So I decided to think some more about this. Why should something so microscopically trivial be so hard to change? Could there be a lesson or two in there somewhere? Maybe.
For it to change, first, somebody at W&M or B&N would really have to care about changing it. It’s obvious that on the very long list of B&N’s problems, this one ranks at the exact opposite end of the list from, say, Amazon.com.
But that’s not all. Imagine I found someone in the store who really did care about this. They’d have to choose an actual TJ quote worthy of the same place of honor (next to Jon Stewart <grin>). Then, they’d have to find someone who could format, print, and install a replacement piece of wallpaper that looked just like the one it replaced, and wouldn’t stick out like a sore thumb.
They’d need the authority and budget to do all that. And who knows if anyone in the store is even allowed to touch the wall décor? Maybe that comes out of some store design or merchandising office at B&N College headquarters in Basking Ridge, NJ. Who knows?

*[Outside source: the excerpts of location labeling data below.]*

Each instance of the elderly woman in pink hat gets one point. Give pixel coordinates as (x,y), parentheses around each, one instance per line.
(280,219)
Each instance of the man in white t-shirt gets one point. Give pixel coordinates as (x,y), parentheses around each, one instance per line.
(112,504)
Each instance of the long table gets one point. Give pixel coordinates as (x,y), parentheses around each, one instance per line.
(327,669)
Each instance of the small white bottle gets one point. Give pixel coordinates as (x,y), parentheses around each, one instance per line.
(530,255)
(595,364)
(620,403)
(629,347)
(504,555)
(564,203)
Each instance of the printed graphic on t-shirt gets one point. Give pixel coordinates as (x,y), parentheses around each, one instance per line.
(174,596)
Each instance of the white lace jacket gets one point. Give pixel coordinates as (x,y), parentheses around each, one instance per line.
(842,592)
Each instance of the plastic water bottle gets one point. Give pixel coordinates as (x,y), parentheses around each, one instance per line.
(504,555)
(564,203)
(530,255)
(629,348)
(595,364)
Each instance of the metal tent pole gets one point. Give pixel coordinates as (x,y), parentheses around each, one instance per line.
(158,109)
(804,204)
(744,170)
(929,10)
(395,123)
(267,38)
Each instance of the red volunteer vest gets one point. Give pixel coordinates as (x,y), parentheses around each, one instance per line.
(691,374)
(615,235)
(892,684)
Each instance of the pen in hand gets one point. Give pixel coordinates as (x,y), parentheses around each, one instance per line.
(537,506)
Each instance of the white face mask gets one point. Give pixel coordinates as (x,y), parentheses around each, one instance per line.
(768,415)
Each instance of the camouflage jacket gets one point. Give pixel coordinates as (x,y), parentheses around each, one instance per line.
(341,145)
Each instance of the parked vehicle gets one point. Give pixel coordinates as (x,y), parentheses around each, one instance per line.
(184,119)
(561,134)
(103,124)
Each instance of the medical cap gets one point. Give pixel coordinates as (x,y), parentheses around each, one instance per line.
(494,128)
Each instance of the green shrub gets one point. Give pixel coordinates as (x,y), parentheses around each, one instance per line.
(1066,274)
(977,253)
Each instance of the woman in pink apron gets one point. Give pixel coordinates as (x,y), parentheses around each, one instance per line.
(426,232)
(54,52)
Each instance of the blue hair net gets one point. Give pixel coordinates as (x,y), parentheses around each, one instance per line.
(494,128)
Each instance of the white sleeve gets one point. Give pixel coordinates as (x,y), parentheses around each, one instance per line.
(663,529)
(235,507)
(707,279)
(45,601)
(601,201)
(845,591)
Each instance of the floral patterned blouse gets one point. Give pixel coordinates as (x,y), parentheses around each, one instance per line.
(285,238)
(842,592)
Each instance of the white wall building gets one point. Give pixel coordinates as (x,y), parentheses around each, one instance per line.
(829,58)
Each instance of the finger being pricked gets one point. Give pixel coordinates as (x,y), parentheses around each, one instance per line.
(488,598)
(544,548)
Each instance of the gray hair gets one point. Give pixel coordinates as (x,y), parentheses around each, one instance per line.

Regardless, it seems my strategy of talking to people inside the store — or even posting on their Facebook page — was probably destined to fail. It seems unlikely that anyone in B&N who could fix my TJ problem even knows it exists.
So I need to raise this from a microscopically trivial concern to something B&N would actually want to fix, even if only out of embarrassment. Maybe I need more external pressure. I could try President Reveley again. Or maybe the W&M American History Department (colonial and revolutionary-era American history is kinda a big deal down there, or so I’ve heard.)
Or maybe someone at Colonial Williamsburg. They own the land your bookstore sits on. And they seem even more obsessed about American history than me. (Come to think of it, how come nobody there has noticed this phony Jefferson quote?)
Maybe I don’t know who the right person is. Maybe I need to let them find themselves. That means getting some publicity. I bet this would make a pretty nifty tongue-in-cheek article for your campus newspaper. Light. Fun. A change of pace from the usual bad news about budgets and so forth.
Now who do I know who could suggest that to just the right editor?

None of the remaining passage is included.